En attendant, la technologie permet de traiter plus de données qu’aucun cerveau. « Quantity becomes quality », a commenté le champion d’échecs pour expliquer les compétences de Deep Blue. Des robots de plus en plus intelligents vont nous aider à prendre des décisions de plus en plus compliquées, remplacer des métiers à faible et à forte valeur ajoutée. Parmi les métiers qui seront les plus difficiles à remplacer, selon l'université d'Oxford, ceux touchant à la créativité et à l’intelligence des situations humaines.
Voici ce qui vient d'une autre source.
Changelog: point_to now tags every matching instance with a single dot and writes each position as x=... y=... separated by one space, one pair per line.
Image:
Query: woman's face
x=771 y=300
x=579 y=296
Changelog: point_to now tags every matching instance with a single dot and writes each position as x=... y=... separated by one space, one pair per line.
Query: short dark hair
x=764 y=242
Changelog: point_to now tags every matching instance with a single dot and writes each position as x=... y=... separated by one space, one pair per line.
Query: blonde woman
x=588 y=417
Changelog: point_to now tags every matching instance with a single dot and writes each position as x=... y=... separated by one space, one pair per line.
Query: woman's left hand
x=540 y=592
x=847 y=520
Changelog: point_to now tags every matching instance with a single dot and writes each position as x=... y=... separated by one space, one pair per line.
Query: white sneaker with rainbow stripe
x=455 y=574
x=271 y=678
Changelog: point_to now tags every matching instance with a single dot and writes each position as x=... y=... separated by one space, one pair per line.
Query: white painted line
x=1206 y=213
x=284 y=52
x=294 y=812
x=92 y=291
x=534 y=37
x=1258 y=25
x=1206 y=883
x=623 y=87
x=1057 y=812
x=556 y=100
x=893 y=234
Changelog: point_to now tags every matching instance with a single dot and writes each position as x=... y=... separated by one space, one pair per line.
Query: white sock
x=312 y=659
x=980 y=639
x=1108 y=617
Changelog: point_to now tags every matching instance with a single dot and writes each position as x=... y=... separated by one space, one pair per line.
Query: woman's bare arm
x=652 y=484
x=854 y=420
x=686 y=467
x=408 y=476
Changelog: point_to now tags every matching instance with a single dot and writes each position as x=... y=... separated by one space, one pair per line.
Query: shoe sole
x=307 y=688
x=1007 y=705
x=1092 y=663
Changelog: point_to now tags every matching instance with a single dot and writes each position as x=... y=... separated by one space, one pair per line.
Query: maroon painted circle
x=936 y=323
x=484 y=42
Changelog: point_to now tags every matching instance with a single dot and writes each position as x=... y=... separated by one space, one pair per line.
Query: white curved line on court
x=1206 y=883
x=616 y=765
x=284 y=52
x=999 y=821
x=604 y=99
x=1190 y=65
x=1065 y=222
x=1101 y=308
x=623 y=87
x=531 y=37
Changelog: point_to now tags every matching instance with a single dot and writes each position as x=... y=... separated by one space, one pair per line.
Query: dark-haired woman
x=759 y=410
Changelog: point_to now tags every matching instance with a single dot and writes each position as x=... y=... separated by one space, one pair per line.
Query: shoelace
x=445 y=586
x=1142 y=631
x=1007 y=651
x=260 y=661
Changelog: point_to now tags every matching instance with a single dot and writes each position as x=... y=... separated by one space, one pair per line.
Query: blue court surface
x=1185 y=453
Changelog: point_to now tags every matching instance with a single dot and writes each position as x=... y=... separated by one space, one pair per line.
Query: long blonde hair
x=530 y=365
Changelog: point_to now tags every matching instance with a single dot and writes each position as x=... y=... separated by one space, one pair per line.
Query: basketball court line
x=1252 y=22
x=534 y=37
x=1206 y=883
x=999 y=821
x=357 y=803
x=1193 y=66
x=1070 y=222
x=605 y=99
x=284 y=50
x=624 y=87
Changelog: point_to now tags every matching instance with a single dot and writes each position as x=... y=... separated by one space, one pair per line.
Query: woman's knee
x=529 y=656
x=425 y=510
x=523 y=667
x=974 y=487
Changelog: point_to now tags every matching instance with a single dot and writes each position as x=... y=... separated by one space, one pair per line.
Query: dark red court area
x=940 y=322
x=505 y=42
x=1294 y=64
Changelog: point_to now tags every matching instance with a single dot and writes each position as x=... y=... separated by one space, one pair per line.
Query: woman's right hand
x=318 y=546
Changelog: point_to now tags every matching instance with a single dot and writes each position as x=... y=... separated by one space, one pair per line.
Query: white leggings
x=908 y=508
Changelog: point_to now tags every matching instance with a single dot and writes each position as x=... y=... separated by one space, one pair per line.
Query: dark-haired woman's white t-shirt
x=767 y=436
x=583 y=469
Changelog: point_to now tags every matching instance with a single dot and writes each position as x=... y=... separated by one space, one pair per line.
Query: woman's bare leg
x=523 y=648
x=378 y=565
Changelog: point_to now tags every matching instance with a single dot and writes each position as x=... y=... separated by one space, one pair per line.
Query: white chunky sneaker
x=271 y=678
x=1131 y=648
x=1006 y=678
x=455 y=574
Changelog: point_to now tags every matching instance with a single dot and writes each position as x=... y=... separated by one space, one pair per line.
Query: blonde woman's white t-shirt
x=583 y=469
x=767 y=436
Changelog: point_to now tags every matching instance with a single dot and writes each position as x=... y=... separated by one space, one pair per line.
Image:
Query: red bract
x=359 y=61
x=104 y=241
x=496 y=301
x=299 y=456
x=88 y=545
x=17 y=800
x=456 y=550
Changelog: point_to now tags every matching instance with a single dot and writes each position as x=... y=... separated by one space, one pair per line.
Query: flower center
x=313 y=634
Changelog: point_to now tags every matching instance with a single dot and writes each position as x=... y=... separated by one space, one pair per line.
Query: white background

La publicité est l’art de faire appel aux émotions. En économie de marché, la concurrence oblige à créer de l’attachement à la marque pour se distinguer. Tant que nous continuerons de nous adresser à des humains qui ressentent des émotions décisives, il faudra se montrer plus créatif que ses concurrents. Créer de l’empathie, réfléchir à l’émotion est un travail inépuisable. Les consommateurs/citoyens sont désormais 65% à faire confiance aux grandes entreprises pour « améliorer l’état du pays », selon un sondage Opinionway pour Eclosion.
À l’heure de l’algorithme démiurge, jamais les émotions et la prise sur le monde n’ont eu un rôle aussi important dans l’acte de consommation. Elles font et défont une marque, une cause ou une communauté en quelques heures. Dans une tribune publiée à l’occasion des vingt ans de sa « défaite », Kasparov écrivait : « Les machines intelligentes vont continuer d’avancer (…) nous permettant d’orienter nos vies intellectuelles en les consacrant à la créativité, à la curiosité, à la beauté et à la joie. » Tous les métiers de la communication seront impactés par la technologie ; le premier défi des marques sera alors de mettre la créativité au service des consommateurs.